Fig. 1 Performed steps in chronological order.
A central task in this work was to investigate the relation between measurable dataset
characteristics and CDSS performance, i.e., the number of false CDSS decisions. Thus,
additionally to the clinical data, we used data on correctness of the CDSS SIRS detection
for each patient and day. The CADDIE CDSS (in the first iteration) and ELISE CDSS (second iteration) were applied retrospectively on the data to detect SIRS episodes.
For each patient and each day of stay on the intensive care unit, we derived a label
specifying whether the CDSS's SIRS detection compared with the ground truth was true
positive, false positive, true negative, or false negative. We refer to these data
as CDSS performance data. In both iterations, CDSS performance data were available
as a CSV file.
Formalization of MMs
We utilized previous work to express the MMs that represent our applicable knowledge
on data quality assessment for ELISE CDSS .[21 ] This previous work proposed a formalization for MMs as 5-tuples with the objective
to foster collaborative, interoperable, knowledge-based data quality assessment. The
approach of the 5-tuples is to allow a flexible representation of all computable inherent
characteristics about a dataset for data quality assessment but to stay maintainable
by encapsulating the input data definition (domain paths ) and by simplifying the representation of the most common operations (checks and groupings ). [Fig. 2 ] shows an MM formalized as 5-tuple (extended examples with explanations in [Supplementary Appendix A ] [online only]). To compute an MM formalized as 5-tuple, the data specified in the
domain paths are provided as R-vectors and the check (optional), grouping (optional), and characterization elements are inserted into a generic R-script template, a process which is simple
to automate and applicable in different technical contexts (we tested the application
of MMs without using openCQA for example in Kindermann et al[22 ]).

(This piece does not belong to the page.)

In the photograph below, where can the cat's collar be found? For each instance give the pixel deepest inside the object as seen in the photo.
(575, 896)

Fig. 2 MM formalized as 5-tuple. The MM's tags indicate that this MM quantifies the standard deviation of the body temperature for
each patient and day. The domain paths specify the input data. Check , grouping , and characterization define the computation in R programming language. MM, measurement method.

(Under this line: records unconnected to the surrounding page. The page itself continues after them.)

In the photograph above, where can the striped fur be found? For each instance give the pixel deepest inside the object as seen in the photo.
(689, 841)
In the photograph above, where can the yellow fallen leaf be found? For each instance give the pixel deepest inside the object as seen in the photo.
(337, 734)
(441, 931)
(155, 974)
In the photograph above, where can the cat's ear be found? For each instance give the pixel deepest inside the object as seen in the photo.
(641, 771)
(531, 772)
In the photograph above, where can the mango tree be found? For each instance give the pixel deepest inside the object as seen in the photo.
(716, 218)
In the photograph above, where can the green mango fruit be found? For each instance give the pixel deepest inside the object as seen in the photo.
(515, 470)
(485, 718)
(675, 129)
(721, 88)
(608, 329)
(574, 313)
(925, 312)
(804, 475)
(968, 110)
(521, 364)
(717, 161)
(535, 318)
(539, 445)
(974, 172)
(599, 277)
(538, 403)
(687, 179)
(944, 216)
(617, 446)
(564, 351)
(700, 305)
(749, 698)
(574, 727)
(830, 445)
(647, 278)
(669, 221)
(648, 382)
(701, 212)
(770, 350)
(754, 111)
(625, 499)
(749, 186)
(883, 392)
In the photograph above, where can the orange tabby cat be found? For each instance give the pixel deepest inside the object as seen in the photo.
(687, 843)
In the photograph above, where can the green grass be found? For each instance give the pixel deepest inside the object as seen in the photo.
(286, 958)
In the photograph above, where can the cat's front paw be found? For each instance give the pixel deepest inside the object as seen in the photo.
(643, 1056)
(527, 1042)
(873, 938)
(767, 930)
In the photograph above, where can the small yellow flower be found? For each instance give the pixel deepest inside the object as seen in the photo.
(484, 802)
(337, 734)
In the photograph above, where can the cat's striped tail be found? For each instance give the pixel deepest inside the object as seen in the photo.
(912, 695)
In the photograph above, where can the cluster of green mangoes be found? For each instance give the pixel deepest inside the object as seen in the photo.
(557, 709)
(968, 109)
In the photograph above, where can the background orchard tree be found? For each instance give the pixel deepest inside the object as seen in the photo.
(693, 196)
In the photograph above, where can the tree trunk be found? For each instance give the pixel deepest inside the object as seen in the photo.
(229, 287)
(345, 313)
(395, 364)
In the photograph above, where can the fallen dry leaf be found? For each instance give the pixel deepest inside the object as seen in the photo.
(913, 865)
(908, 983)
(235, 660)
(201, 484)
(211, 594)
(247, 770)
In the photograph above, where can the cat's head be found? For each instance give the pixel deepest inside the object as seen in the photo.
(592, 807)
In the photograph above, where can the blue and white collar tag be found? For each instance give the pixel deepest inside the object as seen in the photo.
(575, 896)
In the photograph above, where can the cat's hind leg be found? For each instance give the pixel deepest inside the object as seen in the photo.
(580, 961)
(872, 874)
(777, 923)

We needed to define MMs specifically targeting the CDSS's data quality requirements.
The check , grouping , and characterization parts of the 5-tuple (cf. [Fig. 2 ]) allow for this with flexible definitions of the measurement process in R programming
language while keeping most of the MMs simple, which eases understanding and adaptions.
ELISE CDSS bases on openEHR clinical information models. Thus, for MMs using patient data as input, we used openEHR archetype paths in the domain paths to define the input data. This enabled direct application of our MMs on the data
retrieved via AQL in our first iteration of data quality analysis (cf. [Fig. 1 ]). For the second iteration, where our data were available as CSV files, we adapted
the column names in the CSV files to match the MMs' domain paths .
We needed to organize all formalized MMs for targeted data quality assessment for
ELISE CDSS into shareable sets. The concept of a knowledge base (in MM context) has
the purpose to provide an organizing structure for MMs that eases their management
and supports sharing. Thus, we organized our MMs in knowledge bases. Knowledge bases
additionally allow adding some describing elements and the definition of the dataset
for which the MMs are intended (cf. data need[23 ]). For example, this definition of the dataset could be an AQL query unambiguously
defining which data to retrieve from a repository. We used these features to define
the data need and to add explanations for each knowledge base.
GUI-Based Data Quality Analysis
We used openCQA the open source reference implementation for working with 5-tuple MMs. As depicted
in [Fig. 1 ], the GUI-based data quality analysis was our first step to analyze the data quality.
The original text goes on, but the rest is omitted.